Hari Pertama Novena Roh Kudus, 10 Mei 2013

Kis 18: 9-18   +  Mzm 47  +  Yoh 16: 20-23

 

 

 

Lectio :

Pada suatu kali Yesus berseru kepada para muridNya: "Aku berkata kepadamu: Sesungguhnya kamu akan menangis dan meratap, tetapi dunia akan bergembira; kamu akan berdukacita, tetapi dukacitamu akan berubah menjadi sukacita. Seorang perempuan berdukacita pada saat ia melahirkan, tetapi sesudah ia melahirkan anaknya, ia tidak ingat lagi akan penderitaannya, karena kegembiraan bahwa seorang manusia telah dilahirkan ke dunia.
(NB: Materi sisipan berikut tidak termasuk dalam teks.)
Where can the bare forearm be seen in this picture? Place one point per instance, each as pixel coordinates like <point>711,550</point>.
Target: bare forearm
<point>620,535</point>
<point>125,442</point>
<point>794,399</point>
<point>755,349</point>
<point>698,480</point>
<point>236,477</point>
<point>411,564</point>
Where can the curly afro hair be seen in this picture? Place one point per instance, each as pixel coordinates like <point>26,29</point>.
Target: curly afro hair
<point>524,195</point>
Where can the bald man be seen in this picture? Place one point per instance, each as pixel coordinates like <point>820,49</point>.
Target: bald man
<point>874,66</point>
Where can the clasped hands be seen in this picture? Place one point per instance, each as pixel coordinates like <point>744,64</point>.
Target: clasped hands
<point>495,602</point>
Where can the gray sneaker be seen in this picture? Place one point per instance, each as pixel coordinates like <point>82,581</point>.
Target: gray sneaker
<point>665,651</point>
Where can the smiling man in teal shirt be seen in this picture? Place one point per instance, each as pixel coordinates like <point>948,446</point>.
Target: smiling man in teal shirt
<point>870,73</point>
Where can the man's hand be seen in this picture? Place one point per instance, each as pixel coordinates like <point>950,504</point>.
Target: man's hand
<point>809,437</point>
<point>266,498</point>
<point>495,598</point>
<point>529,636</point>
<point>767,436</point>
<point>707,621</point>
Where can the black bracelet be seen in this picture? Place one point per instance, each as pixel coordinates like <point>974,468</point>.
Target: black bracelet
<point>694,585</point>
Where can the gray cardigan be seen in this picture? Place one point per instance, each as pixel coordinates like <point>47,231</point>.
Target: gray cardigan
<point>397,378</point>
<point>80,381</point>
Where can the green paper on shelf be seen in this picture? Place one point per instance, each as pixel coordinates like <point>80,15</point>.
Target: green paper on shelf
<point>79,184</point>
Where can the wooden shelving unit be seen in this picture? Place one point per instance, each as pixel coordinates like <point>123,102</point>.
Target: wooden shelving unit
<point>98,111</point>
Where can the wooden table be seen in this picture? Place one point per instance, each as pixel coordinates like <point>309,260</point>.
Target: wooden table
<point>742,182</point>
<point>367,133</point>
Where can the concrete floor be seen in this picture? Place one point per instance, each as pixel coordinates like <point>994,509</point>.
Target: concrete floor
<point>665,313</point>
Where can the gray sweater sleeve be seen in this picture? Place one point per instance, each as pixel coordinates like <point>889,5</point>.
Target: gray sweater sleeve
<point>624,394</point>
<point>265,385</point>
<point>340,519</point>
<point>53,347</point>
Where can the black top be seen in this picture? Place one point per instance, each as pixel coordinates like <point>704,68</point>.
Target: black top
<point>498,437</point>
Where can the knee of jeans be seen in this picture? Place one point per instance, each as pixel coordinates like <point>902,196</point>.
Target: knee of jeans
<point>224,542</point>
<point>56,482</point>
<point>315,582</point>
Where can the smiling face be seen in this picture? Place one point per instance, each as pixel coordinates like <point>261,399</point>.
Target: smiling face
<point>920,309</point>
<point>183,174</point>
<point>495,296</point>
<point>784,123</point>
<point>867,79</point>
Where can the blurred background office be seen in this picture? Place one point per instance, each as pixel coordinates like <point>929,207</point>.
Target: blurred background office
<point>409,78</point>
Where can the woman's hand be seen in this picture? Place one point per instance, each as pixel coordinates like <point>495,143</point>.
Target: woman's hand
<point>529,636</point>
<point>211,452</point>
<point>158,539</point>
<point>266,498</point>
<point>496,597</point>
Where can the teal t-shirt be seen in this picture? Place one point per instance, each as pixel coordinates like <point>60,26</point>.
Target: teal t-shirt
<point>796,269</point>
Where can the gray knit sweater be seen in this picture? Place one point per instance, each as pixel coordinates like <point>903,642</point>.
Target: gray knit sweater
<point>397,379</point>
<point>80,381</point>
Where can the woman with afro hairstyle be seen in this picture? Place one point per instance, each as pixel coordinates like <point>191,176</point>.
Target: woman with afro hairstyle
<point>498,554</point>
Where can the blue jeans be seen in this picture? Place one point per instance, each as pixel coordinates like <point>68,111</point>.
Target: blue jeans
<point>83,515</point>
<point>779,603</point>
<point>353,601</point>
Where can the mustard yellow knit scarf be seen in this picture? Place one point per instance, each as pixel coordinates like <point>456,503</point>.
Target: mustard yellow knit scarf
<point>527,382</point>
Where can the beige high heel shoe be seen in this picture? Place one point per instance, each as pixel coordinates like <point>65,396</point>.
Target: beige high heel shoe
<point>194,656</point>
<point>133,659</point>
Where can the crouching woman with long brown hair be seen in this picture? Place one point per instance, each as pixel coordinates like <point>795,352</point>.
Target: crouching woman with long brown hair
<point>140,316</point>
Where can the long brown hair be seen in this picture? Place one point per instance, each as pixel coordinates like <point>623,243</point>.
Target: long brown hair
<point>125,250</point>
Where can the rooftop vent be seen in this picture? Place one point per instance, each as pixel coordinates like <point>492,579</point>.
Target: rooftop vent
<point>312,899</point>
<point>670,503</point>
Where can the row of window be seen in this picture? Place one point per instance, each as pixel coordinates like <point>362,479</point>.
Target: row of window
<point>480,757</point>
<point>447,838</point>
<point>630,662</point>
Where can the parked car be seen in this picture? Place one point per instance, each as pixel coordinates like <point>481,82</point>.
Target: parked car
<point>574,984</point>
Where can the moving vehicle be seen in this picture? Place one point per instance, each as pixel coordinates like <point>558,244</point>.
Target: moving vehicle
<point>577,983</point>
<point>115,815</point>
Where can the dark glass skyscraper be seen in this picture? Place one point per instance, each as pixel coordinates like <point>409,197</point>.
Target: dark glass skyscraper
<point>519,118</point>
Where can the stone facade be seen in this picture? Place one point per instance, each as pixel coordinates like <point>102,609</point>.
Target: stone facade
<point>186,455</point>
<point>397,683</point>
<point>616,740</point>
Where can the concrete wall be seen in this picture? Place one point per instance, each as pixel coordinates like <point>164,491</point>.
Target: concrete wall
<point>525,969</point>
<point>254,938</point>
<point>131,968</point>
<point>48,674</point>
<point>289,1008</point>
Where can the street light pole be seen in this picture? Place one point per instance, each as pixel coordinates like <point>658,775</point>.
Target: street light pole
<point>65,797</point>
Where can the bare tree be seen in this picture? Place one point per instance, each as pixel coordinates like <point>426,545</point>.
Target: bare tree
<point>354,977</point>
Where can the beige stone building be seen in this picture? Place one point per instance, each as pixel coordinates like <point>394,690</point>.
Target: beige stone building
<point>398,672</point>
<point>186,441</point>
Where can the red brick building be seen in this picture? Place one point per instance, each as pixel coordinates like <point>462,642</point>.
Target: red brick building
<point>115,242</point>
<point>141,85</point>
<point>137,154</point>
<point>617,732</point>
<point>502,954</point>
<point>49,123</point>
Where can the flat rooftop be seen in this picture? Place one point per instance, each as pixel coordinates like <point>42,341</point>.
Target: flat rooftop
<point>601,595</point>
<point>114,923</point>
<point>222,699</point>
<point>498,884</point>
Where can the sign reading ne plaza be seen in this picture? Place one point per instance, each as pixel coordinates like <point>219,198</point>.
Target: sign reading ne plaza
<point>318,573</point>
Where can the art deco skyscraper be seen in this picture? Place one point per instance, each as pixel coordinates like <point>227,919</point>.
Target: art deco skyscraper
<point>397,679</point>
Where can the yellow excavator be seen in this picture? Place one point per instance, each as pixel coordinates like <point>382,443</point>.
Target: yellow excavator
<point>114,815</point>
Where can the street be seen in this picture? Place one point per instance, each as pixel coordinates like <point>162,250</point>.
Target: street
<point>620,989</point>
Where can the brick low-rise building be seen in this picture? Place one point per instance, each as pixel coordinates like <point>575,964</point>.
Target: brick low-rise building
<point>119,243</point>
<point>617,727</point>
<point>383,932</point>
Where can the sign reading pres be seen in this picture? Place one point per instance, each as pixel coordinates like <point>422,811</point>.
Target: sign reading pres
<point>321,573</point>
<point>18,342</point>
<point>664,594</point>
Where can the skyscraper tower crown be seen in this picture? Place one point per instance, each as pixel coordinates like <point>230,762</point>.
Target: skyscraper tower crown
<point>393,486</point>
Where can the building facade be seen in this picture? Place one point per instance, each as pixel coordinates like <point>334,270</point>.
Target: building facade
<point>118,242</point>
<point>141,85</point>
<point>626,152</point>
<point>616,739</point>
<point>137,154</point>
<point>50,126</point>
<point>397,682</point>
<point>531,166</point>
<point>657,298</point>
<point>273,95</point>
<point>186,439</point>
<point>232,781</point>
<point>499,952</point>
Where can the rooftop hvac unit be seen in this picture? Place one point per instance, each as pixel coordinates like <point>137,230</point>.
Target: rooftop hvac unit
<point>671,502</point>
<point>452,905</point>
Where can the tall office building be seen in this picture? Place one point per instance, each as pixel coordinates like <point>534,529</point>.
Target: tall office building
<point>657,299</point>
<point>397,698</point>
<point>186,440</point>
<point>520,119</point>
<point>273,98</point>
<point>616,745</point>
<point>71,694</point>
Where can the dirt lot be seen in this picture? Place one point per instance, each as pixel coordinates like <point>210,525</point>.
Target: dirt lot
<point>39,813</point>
Demikian juga kamu sekarang diliputi dukacita, tetapi Aku akan melihat kamu lagi dan hatimu akan bergembira dan tidak ada seorang pun yang dapat merampas kegembiraanmu itu dari padamu, dan pada hari itu kamu tidak akan menanyakan apa-apa kepada-Ku".

 

 

Meditatio :

'Aku berkata kepadamu: sesungguhnya kamu akan menangis dan meratap, tetapi dunia akan bergembira; kamu akan berdukacita, tetapi dukacitamu akan berubah menjadi sukacita'.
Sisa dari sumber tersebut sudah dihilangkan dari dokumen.